Despite persistent signs of labor shortages in several sectors of the economy, wage growth appears to have slowed since the COVID pandemic.
According to the measures announced by the chancellor, Jermy Hunt, in last week’s spring budget, the economy could grow by 0.3% while limiting short-term inflation.
It is expected that the government’s extension of the energy price cap at £2,500 for a typical household bill will lower inflation by about one percentage point and that the freezing of fuel duty will result in an additional reduction of one-third of a percentage point from its earlier projections.

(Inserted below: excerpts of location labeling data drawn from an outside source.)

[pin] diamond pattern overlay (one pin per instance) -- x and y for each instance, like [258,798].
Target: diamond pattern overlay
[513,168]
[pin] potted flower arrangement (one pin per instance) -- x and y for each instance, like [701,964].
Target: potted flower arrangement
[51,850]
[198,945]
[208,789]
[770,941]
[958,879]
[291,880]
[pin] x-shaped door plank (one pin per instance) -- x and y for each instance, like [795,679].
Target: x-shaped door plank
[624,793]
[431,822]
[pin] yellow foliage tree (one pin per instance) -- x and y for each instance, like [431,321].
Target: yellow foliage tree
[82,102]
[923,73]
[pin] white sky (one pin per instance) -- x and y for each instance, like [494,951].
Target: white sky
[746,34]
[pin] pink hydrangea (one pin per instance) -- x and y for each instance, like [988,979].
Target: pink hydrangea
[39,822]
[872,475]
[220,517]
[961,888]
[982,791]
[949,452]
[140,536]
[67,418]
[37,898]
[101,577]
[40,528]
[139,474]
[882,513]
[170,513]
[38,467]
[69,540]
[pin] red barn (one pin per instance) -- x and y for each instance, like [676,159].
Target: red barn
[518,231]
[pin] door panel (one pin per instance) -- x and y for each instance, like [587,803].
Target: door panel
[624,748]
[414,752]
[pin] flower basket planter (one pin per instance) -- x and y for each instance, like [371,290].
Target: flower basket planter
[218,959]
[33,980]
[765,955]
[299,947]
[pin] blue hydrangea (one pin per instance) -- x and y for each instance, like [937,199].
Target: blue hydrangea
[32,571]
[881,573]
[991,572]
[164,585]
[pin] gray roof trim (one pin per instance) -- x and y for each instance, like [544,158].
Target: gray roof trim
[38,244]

According to economists, the Bank of England may decide against raising interest rates for a record-breaking 12th time if inflation declines as anticipated, so a rate increase in May is not yet given.
The impact of the initial price increase after Russia’s invasion of Ukraine a year ago vanished from the annual inflation figures, and it followed a sharp decline in energy prices around the world in recent months.
“Assuming these trends continue, then we think a pause [in rate hikes] in May is likely,” stated an economist at the Dutch bank ING, James Smith.
“That’s also partly dependent on banking sector stability, and, like its peers overseas, the BoE will keep reiterating that it has separate tools that are better suited to maintaining financial stability.”